TL;DR — three things to take away

1. Context: where V4 sits in DeepSeek's 2026 roadmap

On 2026-04-24, DeepSeek released the V4 series in preview, comprising DeepSeek-V4-Pro and DeepSeek-V4-Flash. The weights are on Hugging Face under the MIT License — fully commercial-use friendly. This is DeepSeek's first major architecture jump since V3 shook the industry in early 2025: V3 → V3.1 → V3.2 were iterations within the same family, while V4 introduces a foundational change — the DSA sparse attention mechanism.

The timing is deliberate. The Chinese open-source LLM space has been crowded over the past 30 days — Alibaba's Qwen 3.5, Z.ai's GLM-5.1, and Moonshot's new Kimi all shipped recently. By leading V4 with hard numbers like LiveCodeBench 93.5 and Codeforces 3206, DeepSeek's intent is clear: retake the "best open-source coding model" badge from the Qwen-Coder line, while pushing price an order of magnitude below comparable closed-source offerings.

Equally important: Huawei announced same-day full inference support for the V4 series, and is committing to mass-produced Ascend 950 chips that will further drive V4-Pro pricing down. In other words, V4 is not just a model upgrade; it's the first industrial-scale demonstration of a Chinese AI stack — open weights, domestic accelerators, low-cost API — actually closing the loop.

2. Specs at a glance

V4-Pro Total / Active
1.6T / 49B
MoE, 865 GB weights
V4-Flash Total / Active
284B / 13B
160 GB weights, single-node serveable
Context Window
1,000,000 tokens
Both variants; supported by DSA + token-wise compression
Pre-training Tokens
33T / 32T
Pro / Flash, comparable scale
License
MIT
Commercial use, fine-tuning, redistribution
Training Compute
~16,000 Hopper GPUs
Total cost ≈ $5.6M, ~2× efficiency over V3

3. The architectural innovation: what is DSA Sparse Attention?

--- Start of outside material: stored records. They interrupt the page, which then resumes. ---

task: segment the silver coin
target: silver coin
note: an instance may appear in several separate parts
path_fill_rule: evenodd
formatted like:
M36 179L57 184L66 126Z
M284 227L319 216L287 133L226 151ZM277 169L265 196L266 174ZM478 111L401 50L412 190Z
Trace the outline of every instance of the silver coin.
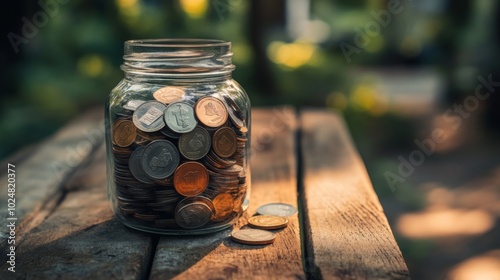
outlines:
M177 133L190 132L198 124L194 117L193 107L184 102L175 102L168 105L164 119L167 126Z
M257 213L261 215L273 215L280 217L288 217L297 213L297 208L286 203L269 203L257 208Z
M139 181L145 184L153 184L154 181L151 179L146 172L144 172L144 169L142 168L142 155L144 153L145 147L140 147L137 150L135 150L131 155L130 155L130 160L128 162L130 172L132 175Z
M155 132L165 126L163 114L167 107L158 101L148 101L137 107L132 116L134 125L144 132Z
M194 202L179 208L175 212L175 221L183 228L199 228L210 221L213 213L203 202Z
M137 107L141 106L145 102L146 101L144 101L144 100L129 100L127 102L127 104L123 105L123 109L135 111L135 110L137 110Z
M179 152L187 159L197 160L210 151L210 134L200 126L179 138Z
M145 147L141 164L149 177L164 179L174 173L179 160L174 144L167 140L155 140Z

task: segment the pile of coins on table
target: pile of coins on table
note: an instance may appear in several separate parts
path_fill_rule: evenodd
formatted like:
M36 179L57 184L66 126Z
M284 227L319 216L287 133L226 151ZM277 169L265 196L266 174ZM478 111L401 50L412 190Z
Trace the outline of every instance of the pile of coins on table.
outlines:
M248 128L229 95L179 87L111 111L115 212L135 224L197 229L228 223L247 191Z
M276 239L276 234L270 230L285 228L287 217L297 213L297 209L286 203L268 203L257 208L256 216L248 219L252 228L234 231L231 238L241 244L266 245Z

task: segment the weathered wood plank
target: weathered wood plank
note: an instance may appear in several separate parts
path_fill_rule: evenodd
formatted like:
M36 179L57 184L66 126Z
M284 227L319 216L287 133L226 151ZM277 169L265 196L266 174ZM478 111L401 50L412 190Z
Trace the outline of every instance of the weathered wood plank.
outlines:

In the V4 technical report, DeepSeek positions DSA (DeepSeek Sparse Attention) as the headline architectural change. It addresses one specific problem: at 1M-token context, traditional full-attention KV cache and per-step FLOPs both scale roughly quadratically — making 1M context "technically possible, economically unusable".

DSA combines two mechanisms:
  1. Sparse attention computation: each token attends only to a dynamically selected "salient subset" of other tokens, not the full context. Subset selection is learned by the model — neither a fixed window (local attention) nor a routing classifier (MoE-style) — but content-driven sparsity.
  2. Token-wise compression: at the KV-cache layer, historical tokens are compressed adaptively based on content, so older tokens occupy less memory while preserving key semantics.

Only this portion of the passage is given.